Conventionally, with respect to the multiplication for obtaining XN for two digital numerical data X and N, as described in Haruhiko Okumura, "Latest Algorithm Dictionary in C language", p. 105 and 106, p. 162 and 163, and p. 304 published from Gijutsu Hyoronsha, Feb. 25, 1991, a method that a technique of obtaining a logarithm and an exponent by loop calculation by performing expansion into power series or expansion into continued fraction for the logarithmic function and exponential function is used, and the logarithm of X is calculated on a software basis, and the result is multiplied by N, and finally the exponent of the multiplication result is calculated is used.
As another method, a method that an address is directly generated from the aforementioned two digital numerical data X and N and the power table (ROM, RAM) is referred to is used.
As mentioned above, in the conventional examples, a problem arises that in the former case, loop calculation is generated and speeding-up of the process is difficult and in the latter case, since the two data X and N are inputted to the table, the gradient of the input values to the table is the product of the gradation number of X and the gradation number of N, accordingly the table capacity is increased.
On the other hand, as a conventional graphics processing unit, for example, the processing unit described in Japanese Patent Application Laid-Open 8-161525 is known.
These conventional graphics processing units generally comprise a geometry unit for performing geometric calculation such as coordinate transformation or clipping process and a rendering unit for transforming graphics such as a straight line, a triangle, or others to pixels and performing the drawing process.
In such a graphics processing unit, when an image obtained by projecting various 3D graphics data is to be generated, firstly the geometry unit performs perspective transformation of a three-dimensional shape to two-dimensional coordinates, the clipping process, calculation of the brightness of the light source, and others and then the rendering unit expands data of a straight line, a triangle, or others which is graphics data obtained by projection transformation of the three-dimensional shape to two-dimensional coordinates by the geometry unit to pixels, performs operations of Z comparison or alpha blending, and stores an image in the frame memory.
In such a graphics processing unit, the geometry unit is generally realized as a processor chip and operations of the geometry unit are performed by handling each data as a floating-point number so as to prevent limitation of the numerical range and reduction in the operation accuracy.
On the other hand, the rendering unit is also generally realized as a processor chip but operations thereof are performed by handling each data as a fixed-point number.
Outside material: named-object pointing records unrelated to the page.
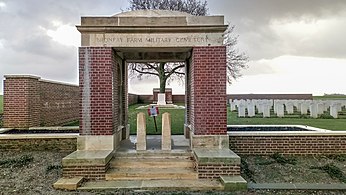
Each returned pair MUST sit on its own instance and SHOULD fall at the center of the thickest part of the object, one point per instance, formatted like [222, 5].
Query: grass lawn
[177, 116]
[331, 124]
[1, 104]
[330, 97]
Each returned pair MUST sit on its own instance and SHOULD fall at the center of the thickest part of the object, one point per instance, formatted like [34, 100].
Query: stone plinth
[212, 163]
[87, 163]
[161, 99]
[141, 132]
[166, 131]
[168, 96]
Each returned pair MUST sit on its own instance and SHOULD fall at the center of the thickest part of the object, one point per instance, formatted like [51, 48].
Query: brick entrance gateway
[108, 44]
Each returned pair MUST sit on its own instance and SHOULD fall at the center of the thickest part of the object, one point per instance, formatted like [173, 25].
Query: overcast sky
[295, 46]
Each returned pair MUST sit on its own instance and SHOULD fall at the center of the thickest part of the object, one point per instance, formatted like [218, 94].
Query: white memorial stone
[289, 107]
[161, 99]
[334, 111]
[313, 110]
[166, 143]
[320, 108]
[304, 108]
[266, 110]
[250, 109]
[141, 132]
[280, 110]
[241, 110]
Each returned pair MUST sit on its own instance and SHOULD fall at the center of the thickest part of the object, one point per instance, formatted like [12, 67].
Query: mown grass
[1, 104]
[177, 116]
[329, 97]
[330, 124]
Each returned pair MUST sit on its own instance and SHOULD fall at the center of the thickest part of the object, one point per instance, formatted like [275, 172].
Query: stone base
[88, 164]
[209, 141]
[68, 183]
[100, 142]
[233, 183]
[213, 163]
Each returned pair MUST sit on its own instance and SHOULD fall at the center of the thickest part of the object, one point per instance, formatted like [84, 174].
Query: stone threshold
[296, 186]
[155, 185]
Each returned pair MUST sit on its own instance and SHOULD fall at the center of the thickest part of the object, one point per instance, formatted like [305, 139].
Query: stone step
[167, 185]
[154, 154]
[150, 173]
[125, 162]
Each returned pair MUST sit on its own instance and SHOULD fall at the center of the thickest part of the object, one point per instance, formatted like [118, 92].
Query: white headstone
[141, 132]
[266, 110]
[289, 107]
[334, 109]
[313, 110]
[241, 110]
[280, 110]
[320, 108]
[250, 109]
[304, 108]
[166, 132]
[161, 99]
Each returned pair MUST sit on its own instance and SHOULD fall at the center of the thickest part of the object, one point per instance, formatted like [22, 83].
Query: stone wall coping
[88, 158]
[39, 136]
[55, 128]
[286, 133]
[58, 82]
[299, 126]
[17, 76]
[212, 156]
[38, 78]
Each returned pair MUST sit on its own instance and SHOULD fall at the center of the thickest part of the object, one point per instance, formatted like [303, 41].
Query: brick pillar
[208, 109]
[21, 101]
[96, 69]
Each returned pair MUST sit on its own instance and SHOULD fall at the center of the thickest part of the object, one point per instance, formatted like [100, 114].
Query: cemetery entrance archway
[108, 43]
The reason is that it is difficult to perform operations to be performed by the rendering unit by a floating-point number from a viewpoint of circuit scale and operation speed.
The bit position of the decimal point of a fixed-point number handled in the rendering unit generally varies with the kind of data. The reason is that the accuracy required to generate a good quality image varies with the kind of data.
As mentioned above, in a conventional graphics processing unit, the geometry unit handles data by a floating-point number and the rendering unit handles data by a fixed-point number, so that the number representation of data to be handled is different between the two units. Therefore, conventionally, the geometry unit transforms data after operation from the floating-point number to a fixed-point number and transfers the data transformed to the fixed-point number to the rendering unit. For example, in the processing unit described in Japanese Patent Application Laid-Open 8-161525 mentioned above, by showing a number obtained by multiplying a floating-point number by 4096 in integer representation, the data shown in this integer representation shows the number correctly as a fixed-point number with the fraction part 12 bits long.
As mentioned above, in a conventional graphics processing unit, it is necessary to transform a floating-point number to a fixed-point number in the geometry unit. The content of transformation to a fixed-point number varies with the kind of data because the bit position of the decimal point of a fixed-point number required by the rendering unit varies with the kind of data.
Since the geometry unit transforms from a floating-point number to a fixed-point number as mentioned above, the burden of the geometry unit is increased and since the computing element of the geometry unit is used for transformation from a floating-point number to a fixed-point number during this period, the geometry unit cannot perform the intrinsic process such as coordinate transformation and the throughput of the whole graphics processing unit reduces. When the geometry unit is operated by a program, it is necessary to define the transformation procedure from a floating-point number to a fixed-point number which varies with the kind of data in the program.